When you come to Okinawa, the monorail which is known as “Yui Rail” is a good way to travel around Naha. With 15 different stops high above the city streets, it gives a great view of the city of Naha. The trip from the airport (Naha - kuko) to Shuri castle on the monorail takes about 30 minutes. The cost is under 400 yen one way. (Make sure to keep your ticket after you use it in order to get through the gate as you will need it when you exit at your stop.) If you buy a 1 day pass for 700 yen you can use the monorail an unlimited amount of times for a 24 hour period. That being said, it is important to know that the monorail opens at 6 AM and closes at 11:30 PM every day. If you need to get around the city after that time you can always catch a cab. As for the buses, it will depend on the company since they all have different schedules. More on that at a later date.

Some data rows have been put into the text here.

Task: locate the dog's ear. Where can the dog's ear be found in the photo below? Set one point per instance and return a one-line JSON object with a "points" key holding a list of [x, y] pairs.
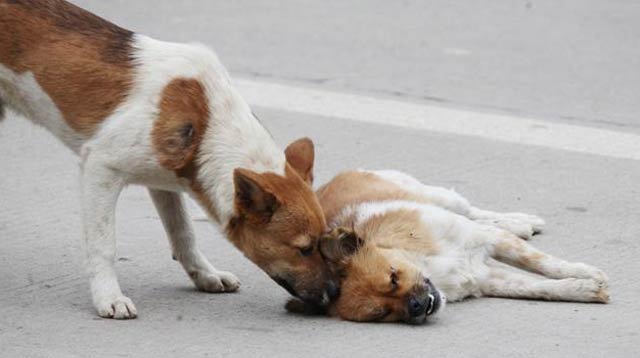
{"points": [[337, 246], [252, 198], [181, 122], [300, 155]]}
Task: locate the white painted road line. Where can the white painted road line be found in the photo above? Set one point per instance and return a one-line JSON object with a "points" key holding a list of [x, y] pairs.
{"points": [[498, 127]]}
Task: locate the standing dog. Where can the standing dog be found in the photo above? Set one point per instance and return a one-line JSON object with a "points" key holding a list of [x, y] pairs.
{"points": [[164, 115], [407, 246]]}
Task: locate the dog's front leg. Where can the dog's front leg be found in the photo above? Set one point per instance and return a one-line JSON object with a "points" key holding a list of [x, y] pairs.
{"points": [[505, 282], [177, 224], [101, 187]]}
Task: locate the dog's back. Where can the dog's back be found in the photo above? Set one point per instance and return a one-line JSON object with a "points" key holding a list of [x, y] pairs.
{"points": [[61, 66]]}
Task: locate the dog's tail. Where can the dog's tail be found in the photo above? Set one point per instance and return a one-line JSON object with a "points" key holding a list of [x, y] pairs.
{"points": [[1, 109]]}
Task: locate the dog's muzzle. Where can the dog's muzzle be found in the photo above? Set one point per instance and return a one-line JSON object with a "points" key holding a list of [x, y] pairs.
{"points": [[429, 302]]}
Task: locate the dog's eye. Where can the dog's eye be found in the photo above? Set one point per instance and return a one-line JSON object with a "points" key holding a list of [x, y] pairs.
{"points": [[394, 280], [306, 251]]}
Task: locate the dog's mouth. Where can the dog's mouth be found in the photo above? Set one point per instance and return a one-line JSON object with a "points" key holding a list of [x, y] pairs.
{"points": [[435, 303]]}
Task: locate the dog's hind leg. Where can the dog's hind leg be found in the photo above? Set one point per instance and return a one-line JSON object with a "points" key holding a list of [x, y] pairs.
{"points": [[101, 187], [508, 248], [504, 282], [177, 224]]}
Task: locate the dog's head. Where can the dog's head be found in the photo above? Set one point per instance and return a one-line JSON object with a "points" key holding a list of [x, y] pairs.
{"points": [[279, 222], [275, 218], [377, 284]]}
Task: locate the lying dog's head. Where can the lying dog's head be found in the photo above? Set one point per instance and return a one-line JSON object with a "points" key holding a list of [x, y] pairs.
{"points": [[279, 222], [377, 284]]}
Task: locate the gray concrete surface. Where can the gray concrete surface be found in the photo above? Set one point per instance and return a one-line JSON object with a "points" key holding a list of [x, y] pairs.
{"points": [[590, 202], [566, 60]]}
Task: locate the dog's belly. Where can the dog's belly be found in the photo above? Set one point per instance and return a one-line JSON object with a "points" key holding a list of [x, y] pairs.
{"points": [[22, 93], [456, 274]]}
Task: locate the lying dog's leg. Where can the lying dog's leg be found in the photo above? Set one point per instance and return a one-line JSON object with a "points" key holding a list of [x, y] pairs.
{"points": [[509, 249], [183, 245], [503, 282], [100, 190], [520, 224]]}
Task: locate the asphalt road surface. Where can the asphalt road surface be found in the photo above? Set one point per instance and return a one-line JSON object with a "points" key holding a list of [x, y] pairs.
{"points": [[562, 62]]}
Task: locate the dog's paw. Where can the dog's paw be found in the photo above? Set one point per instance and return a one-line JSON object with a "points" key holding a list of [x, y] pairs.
{"points": [[581, 270], [119, 307], [217, 281]]}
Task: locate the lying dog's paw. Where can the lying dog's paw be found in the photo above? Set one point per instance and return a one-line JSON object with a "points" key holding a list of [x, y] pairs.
{"points": [[297, 306], [218, 281], [120, 307]]}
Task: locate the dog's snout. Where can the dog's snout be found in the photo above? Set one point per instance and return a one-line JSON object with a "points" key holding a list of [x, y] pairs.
{"points": [[332, 290], [417, 307], [286, 285]]}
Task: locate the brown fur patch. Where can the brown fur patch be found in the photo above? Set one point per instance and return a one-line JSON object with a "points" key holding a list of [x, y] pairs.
{"points": [[400, 229], [367, 292], [354, 187], [181, 122], [82, 61]]}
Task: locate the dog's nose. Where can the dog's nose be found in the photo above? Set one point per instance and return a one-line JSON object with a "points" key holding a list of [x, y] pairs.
{"points": [[285, 284], [417, 307], [332, 290]]}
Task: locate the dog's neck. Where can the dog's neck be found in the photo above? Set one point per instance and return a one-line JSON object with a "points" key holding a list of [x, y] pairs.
{"points": [[235, 139]]}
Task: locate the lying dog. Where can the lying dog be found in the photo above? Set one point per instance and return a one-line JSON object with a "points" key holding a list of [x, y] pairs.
{"points": [[407, 246], [164, 115]]}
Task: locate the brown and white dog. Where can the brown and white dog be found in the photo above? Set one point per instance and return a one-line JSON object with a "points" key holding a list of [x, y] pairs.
{"points": [[407, 246], [164, 115]]}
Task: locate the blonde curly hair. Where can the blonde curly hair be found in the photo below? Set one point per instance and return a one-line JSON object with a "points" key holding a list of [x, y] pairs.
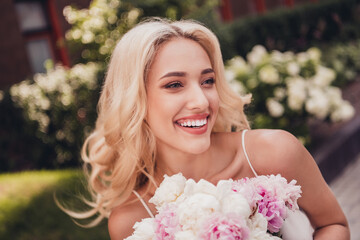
{"points": [[119, 155]]}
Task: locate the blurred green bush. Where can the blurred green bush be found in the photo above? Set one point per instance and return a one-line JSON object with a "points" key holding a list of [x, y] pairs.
{"points": [[287, 89], [299, 28], [46, 118], [28, 209]]}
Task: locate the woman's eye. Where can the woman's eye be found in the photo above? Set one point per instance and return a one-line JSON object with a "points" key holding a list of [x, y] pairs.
{"points": [[209, 81], [173, 85]]}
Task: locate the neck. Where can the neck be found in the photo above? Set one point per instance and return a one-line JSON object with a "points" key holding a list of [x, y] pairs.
{"points": [[195, 166]]}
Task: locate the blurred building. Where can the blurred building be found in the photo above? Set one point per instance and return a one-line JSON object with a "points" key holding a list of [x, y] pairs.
{"points": [[32, 31]]}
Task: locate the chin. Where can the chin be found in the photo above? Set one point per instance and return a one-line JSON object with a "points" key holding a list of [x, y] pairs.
{"points": [[198, 148]]}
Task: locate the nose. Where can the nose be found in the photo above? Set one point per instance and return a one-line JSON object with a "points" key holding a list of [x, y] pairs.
{"points": [[197, 98]]}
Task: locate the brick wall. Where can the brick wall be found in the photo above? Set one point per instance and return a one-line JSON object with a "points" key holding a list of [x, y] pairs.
{"points": [[14, 63]]}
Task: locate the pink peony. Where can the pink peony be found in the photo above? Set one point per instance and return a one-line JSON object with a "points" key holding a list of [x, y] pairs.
{"points": [[166, 223], [273, 209], [227, 227]]}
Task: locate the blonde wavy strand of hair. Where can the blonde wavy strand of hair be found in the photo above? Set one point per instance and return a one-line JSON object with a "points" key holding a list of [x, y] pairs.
{"points": [[119, 155]]}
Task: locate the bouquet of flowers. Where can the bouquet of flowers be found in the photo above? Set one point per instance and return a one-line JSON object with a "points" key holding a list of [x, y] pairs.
{"points": [[250, 208]]}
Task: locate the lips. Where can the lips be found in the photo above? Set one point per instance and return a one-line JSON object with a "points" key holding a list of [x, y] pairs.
{"points": [[194, 124]]}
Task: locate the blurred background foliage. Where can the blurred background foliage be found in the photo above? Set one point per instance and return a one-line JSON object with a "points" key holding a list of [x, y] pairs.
{"points": [[48, 116]]}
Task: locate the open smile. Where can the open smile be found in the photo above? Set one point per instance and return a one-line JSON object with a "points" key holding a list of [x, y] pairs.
{"points": [[196, 124]]}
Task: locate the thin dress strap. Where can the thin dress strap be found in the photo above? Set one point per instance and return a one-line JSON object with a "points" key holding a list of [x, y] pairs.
{"points": [[244, 150], [143, 203]]}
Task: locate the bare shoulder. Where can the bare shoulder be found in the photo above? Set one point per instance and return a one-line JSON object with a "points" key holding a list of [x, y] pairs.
{"points": [[276, 151], [122, 219]]}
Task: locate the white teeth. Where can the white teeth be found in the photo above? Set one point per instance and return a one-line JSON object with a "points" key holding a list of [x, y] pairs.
{"points": [[194, 123]]}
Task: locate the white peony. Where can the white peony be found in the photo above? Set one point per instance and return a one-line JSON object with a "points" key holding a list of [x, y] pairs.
{"points": [[257, 55], [296, 91], [279, 93], [318, 104], [144, 230], [343, 112], [232, 202], [302, 57], [323, 77], [170, 189], [314, 54], [275, 108], [258, 228], [238, 65], [185, 235], [235, 203], [194, 208], [293, 68], [269, 74]]}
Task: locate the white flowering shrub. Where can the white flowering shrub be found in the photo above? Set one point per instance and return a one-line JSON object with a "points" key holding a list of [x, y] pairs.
{"points": [[97, 29], [344, 58], [287, 89], [63, 104]]}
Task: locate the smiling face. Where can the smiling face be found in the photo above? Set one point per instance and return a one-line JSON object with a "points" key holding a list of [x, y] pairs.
{"points": [[182, 98]]}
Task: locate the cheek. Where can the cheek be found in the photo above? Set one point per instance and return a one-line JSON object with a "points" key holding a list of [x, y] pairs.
{"points": [[214, 101]]}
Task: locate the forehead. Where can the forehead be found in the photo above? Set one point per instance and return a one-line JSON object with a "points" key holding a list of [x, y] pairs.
{"points": [[180, 54]]}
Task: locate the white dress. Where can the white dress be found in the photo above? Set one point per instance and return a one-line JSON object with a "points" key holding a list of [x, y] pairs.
{"points": [[296, 226]]}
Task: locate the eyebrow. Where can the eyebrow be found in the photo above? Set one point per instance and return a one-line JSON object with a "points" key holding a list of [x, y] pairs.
{"points": [[182, 74]]}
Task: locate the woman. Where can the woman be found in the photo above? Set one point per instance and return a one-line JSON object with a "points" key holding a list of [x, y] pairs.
{"points": [[166, 108]]}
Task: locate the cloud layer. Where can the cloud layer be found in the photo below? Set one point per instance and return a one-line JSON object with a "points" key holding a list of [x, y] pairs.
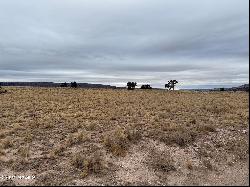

Returning to the monorail ticketing system, the ticketing machines in the station have English available as an option. If you will be in Naha for an extended period of time and don't want to have to purchase a ticket every time you go to a monorail station, you can purchase from the ticket machines (or the counter) prepaid rechargeable cards that you swipe at the ticket gates. These cards are called “Okica” (オキカ) and they can be purchased with varying amounts of money stored on the card as needed. You can charge these cards in prepaid amounts ranging from as low as 1000yen on up to 30,000 yen (roughly 10 USD to 300 USD). Additionally these cards can also be used for the four local main bus companies of Okinawa. These are the regular city and inter-island buses, not the big tourist buses. Additionally, according to - “People can get a refund for points depending on the frequency of use. For example, one can get 10 points for each ¥10 used for commuting. The points can then be used for a fare from 100 points on.”- (On the Okica card.)

Picture of the Okica card

Picture of the Okica card

All of the monorail stops have their merits but the monorail stop I want to talk about today is the Oroku station. If you have just arrived from Europe or wherever location that uses 220 volts as plug-in power, and you need a plug-in converter to charge your electronics, or if you need sun block lotion, band-aids, blister ointment, sandals, shorts, etc. Then the Oroku station is the perfect place to stop for shopping because it is connected to an Aeon mall with supermarkets, drugstores, restaurants, a food court with local delicacies, and ATM machines. JP (Japan's post office) is on the 4th floor and they will take debit and credit cards from foreign countries. In Okinawa, the ATM's close at 10 PM during the week and 9 PM on the weekends. I know what you are thinking. That's crazy and inconvenient, but that is the way it is here, so if your going out and need money — get it before 9 pm. Japan is mostly a cash society and the prefecture of Okinawa is no exception to that. Most big restaurants and night clubs accept credit cards, but the smaller places like izakayas and little mom and pop bars will not accept credit cards or debit cards. So get your cash funds ready, because in my opinion the little places are much more interesting than the big restaurant chains, and the local people are friendly and engaging.